Pope Ratzinger will not be present at the conclave, but 60 per cent of the voting cardinals have been appointed by him over the last eight years. That spiritual and personal legacy will not be insignificant.
So what are the issues and who are the personalities of conclave 2013?
Probably the first issue on most cardinals’ minds will be the nature of the Church’s engagement with the modern world. While few if any would favour a “pull down the shutters and retreat to the bunker” approach, similarly few would advocate throwing open the windows to secular culture. Between these extremes lies an array of approaches. These will be the root of much discussion.

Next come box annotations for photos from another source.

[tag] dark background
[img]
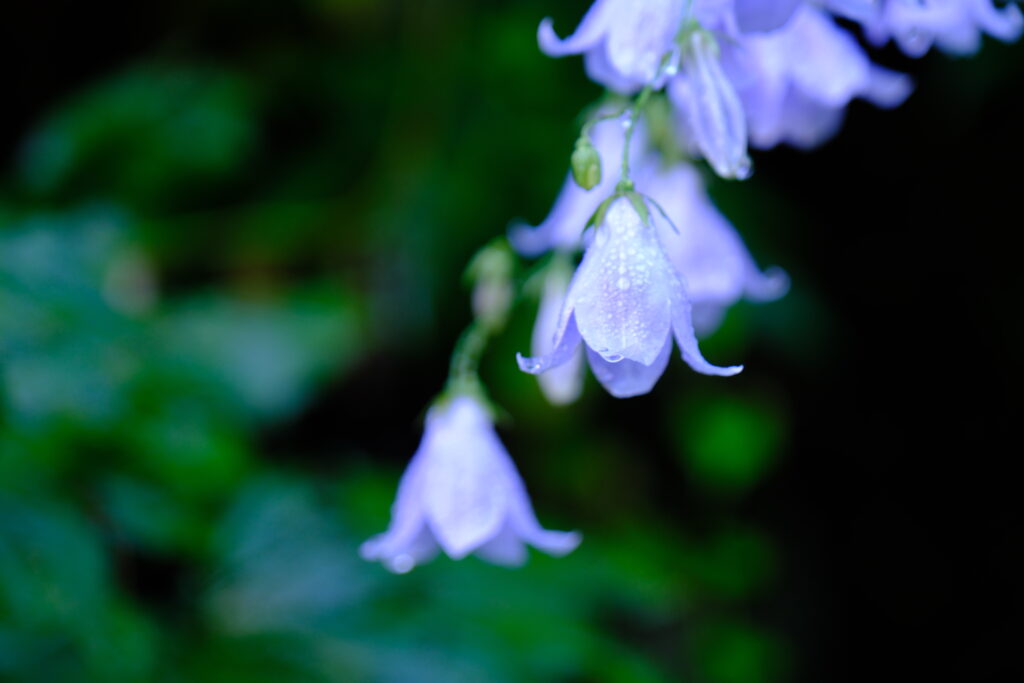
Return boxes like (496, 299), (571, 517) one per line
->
(0, 0), (1024, 683)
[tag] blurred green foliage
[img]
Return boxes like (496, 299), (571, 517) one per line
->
(0, 0), (788, 683)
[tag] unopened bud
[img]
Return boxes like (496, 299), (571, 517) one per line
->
(466, 238), (515, 330)
(571, 135), (601, 189)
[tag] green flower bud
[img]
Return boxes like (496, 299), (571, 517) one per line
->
(466, 238), (515, 332)
(571, 135), (601, 189)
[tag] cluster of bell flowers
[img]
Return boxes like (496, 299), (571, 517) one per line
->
(538, 0), (1024, 178)
(360, 0), (1024, 572)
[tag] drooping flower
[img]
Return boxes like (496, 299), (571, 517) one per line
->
(669, 30), (751, 180)
(518, 197), (742, 398)
(509, 119), (630, 256)
(530, 254), (583, 405)
(638, 160), (790, 337)
(537, 0), (687, 93)
(359, 394), (581, 573)
(828, 0), (1024, 57)
(726, 4), (912, 148)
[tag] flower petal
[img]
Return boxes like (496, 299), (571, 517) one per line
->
(422, 396), (509, 559)
(515, 310), (580, 375)
(672, 282), (743, 377)
(359, 433), (429, 573)
(509, 119), (626, 256)
(476, 521), (526, 567)
(537, 0), (616, 57)
(509, 473), (583, 557)
(568, 198), (676, 366)
(670, 31), (751, 179)
(607, 0), (684, 85)
(734, 0), (802, 33)
(587, 335), (672, 398)
(531, 256), (583, 405)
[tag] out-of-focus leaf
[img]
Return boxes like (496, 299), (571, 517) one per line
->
(683, 528), (777, 601)
(673, 394), (786, 495)
(694, 620), (786, 683)
(97, 475), (205, 553)
(18, 65), (256, 206)
(151, 288), (359, 422)
(207, 479), (374, 635)
(0, 206), (144, 431)
(126, 401), (251, 498)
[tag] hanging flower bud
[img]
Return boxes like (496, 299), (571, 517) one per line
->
(570, 135), (601, 189)
(669, 29), (751, 180)
(359, 395), (581, 573)
(466, 238), (515, 331)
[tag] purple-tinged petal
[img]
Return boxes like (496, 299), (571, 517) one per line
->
(508, 475), (583, 557)
(672, 283), (743, 377)
(670, 31), (751, 179)
(476, 520), (526, 567)
(359, 432), (432, 573)
(973, 0), (1024, 43)
(509, 119), (626, 256)
(606, 0), (684, 85)
(537, 0), (622, 57)
(530, 264), (583, 405)
(421, 396), (509, 559)
(734, 0), (803, 33)
(643, 164), (788, 313)
(515, 310), (581, 375)
(587, 335), (672, 398)
(567, 198), (674, 366)
(862, 65), (913, 109)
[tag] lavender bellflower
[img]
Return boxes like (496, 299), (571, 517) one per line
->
(827, 0), (1024, 57)
(359, 394), (581, 573)
(726, 5), (912, 148)
(537, 0), (686, 93)
(518, 197), (742, 398)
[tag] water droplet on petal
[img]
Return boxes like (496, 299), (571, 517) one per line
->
(388, 553), (416, 573)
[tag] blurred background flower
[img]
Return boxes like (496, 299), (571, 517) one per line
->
(0, 0), (1024, 683)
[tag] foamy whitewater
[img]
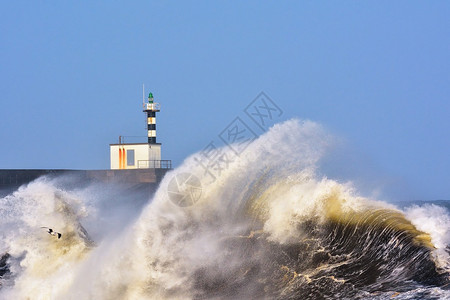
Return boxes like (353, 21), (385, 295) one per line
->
(0, 120), (450, 299)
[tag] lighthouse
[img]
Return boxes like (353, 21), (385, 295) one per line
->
(144, 93), (160, 144)
(109, 89), (172, 170)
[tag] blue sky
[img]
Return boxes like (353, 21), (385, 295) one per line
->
(0, 1), (450, 199)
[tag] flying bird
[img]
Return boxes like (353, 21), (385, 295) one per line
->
(41, 227), (62, 239)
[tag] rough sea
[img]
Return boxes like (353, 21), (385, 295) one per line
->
(0, 120), (450, 300)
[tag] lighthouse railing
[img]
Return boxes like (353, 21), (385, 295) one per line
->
(137, 159), (172, 169)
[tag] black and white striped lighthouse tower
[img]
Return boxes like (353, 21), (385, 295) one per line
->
(144, 93), (160, 144)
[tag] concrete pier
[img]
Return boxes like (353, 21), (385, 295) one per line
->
(0, 168), (171, 195)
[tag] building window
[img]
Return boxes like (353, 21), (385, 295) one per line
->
(127, 149), (134, 166)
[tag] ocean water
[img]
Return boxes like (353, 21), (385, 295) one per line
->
(0, 120), (450, 299)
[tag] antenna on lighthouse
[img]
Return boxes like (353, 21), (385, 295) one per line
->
(142, 84), (145, 106)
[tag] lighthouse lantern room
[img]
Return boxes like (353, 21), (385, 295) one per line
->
(109, 93), (167, 169)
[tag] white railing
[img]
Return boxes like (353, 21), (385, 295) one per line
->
(137, 160), (172, 169)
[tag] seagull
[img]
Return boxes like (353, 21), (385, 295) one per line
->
(41, 227), (62, 239)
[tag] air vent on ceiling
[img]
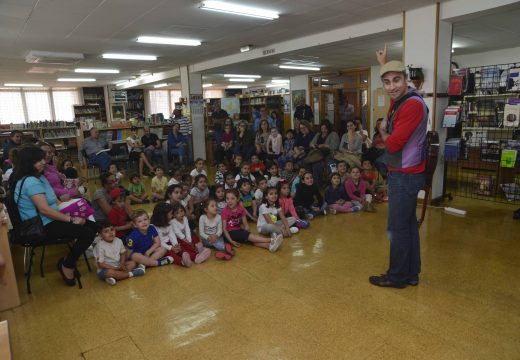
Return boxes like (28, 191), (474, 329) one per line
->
(25, 50), (85, 65)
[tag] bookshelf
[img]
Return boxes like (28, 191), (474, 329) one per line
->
(83, 87), (107, 122)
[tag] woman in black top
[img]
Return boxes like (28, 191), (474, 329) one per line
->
(294, 120), (314, 165)
(294, 172), (326, 220)
(235, 121), (255, 161)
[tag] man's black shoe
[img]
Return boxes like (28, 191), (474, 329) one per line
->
(368, 275), (406, 289)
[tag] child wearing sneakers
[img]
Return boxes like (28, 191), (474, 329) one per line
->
(199, 199), (235, 260)
(171, 204), (211, 264)
(128, 174), (150, 205)
(126, 209), (173, 266)
(190, 158), (208, 178)
(222, 189), (283, 252)
(108, 187), (133, 240)
(151, 202), (197, 267)
(152, 166), (168, 202)
(278, 183), (310, 229)
(93, 221), (144, 285)
(294, 172), (327, 220)
(256, 187), (298, 237)
(325, 173), (361, 214)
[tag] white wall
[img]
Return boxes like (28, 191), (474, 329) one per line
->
(452, 47), (520, 68)
(289, 75), (311, 127)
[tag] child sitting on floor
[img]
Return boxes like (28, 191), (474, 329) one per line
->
(128, 174), (150, 205)
(151, 203), (196, 267)
(171, 202), (211, 264)
(224, 172), (237, 190)
(266, 163), (282, 187)
(199, 199), (235, 260)
(108, 187), (133, 240)
(250, 154), (265, 178)
(126, 209), (173, 269)
(256, 187), (298, 237)
(152, 166), (168, 202)
(238, 179), (257, 221)
(325, 173), (361, 214)
(190, 158), (208, 178)
(235, 162), (256, 183)
(215, 185), (226, 215)
(278, 183), (310, 229)
(222, 189), (283, 252)
(345, 166), (376, 212)
(215, 163), (227, 185)
(93, 221), (145, 285)
(294, 172), (327, 220)
(168, 168), (182, 186)
(280, 160), (297, 184)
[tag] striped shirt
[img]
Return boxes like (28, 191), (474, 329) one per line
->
(173, 116), (193, 136)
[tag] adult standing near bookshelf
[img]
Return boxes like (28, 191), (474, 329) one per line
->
(141, 126), (168, 169)
(293, 98), (314, 133)
(173, 109), (193, 164)
(369, 45), (428, 289)
(79, 127), (112, 172)
(3, 130), (23, 161)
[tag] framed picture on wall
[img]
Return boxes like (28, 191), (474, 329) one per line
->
(291, 90), (307, 111)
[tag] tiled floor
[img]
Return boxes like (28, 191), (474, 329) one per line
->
(0, 193), (520, 360)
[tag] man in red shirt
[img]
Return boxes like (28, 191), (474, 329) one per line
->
(369, 55), (428, 289)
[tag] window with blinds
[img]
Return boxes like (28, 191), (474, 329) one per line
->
(0, 90), (25, 124)
(0, 88), (81, 124)
(52, 90), (81, 121)
(23, 91), (54, 121)
(148, 90), (172, 118)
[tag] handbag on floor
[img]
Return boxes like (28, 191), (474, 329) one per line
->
(13, 177), (45, 244)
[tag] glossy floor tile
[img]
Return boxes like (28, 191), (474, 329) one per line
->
(0, 193), (520, 360)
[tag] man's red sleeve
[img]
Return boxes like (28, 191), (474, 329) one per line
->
(385, 99), (424, 153)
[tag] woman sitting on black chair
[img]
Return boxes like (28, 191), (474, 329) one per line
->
(14, 146), (96, 286)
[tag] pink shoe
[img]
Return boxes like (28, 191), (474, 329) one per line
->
(195, 248), (211, 264)
(215, 251), (233, 260)
(224, 243), (235, 256)
(182, 252), (191, 267)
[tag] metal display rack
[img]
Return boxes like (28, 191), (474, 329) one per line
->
(445, 63), (520, 204)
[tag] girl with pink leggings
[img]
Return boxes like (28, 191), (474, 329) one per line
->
(325, 173), (361, 214)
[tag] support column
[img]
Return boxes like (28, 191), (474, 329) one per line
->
(403, 4), (452, 198)
(180, 66), (206, 159)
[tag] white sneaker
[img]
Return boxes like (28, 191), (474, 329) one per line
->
(269, 234), (283, 252)
(289, 226), (300, 234)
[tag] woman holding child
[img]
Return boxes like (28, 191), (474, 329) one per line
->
(14, 146), (97, 286)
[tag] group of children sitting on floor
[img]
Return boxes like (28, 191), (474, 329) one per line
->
(94, 155), (385, 285)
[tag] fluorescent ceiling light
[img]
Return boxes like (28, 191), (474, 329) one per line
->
(228, 78), (255, 82)
(137, 36), (201, 46)
(199, 0), (279, 20)
(227, 85), (247, 89)
(58, 78), (96, 82)
(4, 83), (43, 87)
(278, 65), (320, 71)
(224, 74), (261, 79)
(101, 54), (157, 60)
(74, 68), (119, 74)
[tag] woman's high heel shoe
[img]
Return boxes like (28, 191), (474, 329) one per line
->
(56, 258), (76, 286)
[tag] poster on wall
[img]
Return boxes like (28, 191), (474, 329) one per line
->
(220, 96), (240, 119)
(291, 90), (307, 111)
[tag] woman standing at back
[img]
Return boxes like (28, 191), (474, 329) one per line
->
(14, 146), (96, 286)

Another issue which will surely concern the electors is the role and functioning of the Roman Curia, the Church’s central administration. The Curia has been beset with leaks and allegations, is widely perceived to be unco-ordinated in its actions and probably needs a clearer definition of its function. What is not on the agenda in the next couple of weeks are all those issues the media would like to put there. Women priests is not a topic that will even be discussed, and a revision of the Church’s teaching on homosexuality is not an option that will be even considered.
What could sneak on to the agenda may be the issue of whether the great shift in the Catholic population requires a pontiff from the southern hemisphere. But observers expecting a new pope to usher in a wholesale review of the Church’s teachings are destined to be disappointed.
• Ronnie Convery is communications director at the Archdiocese of Glasgow.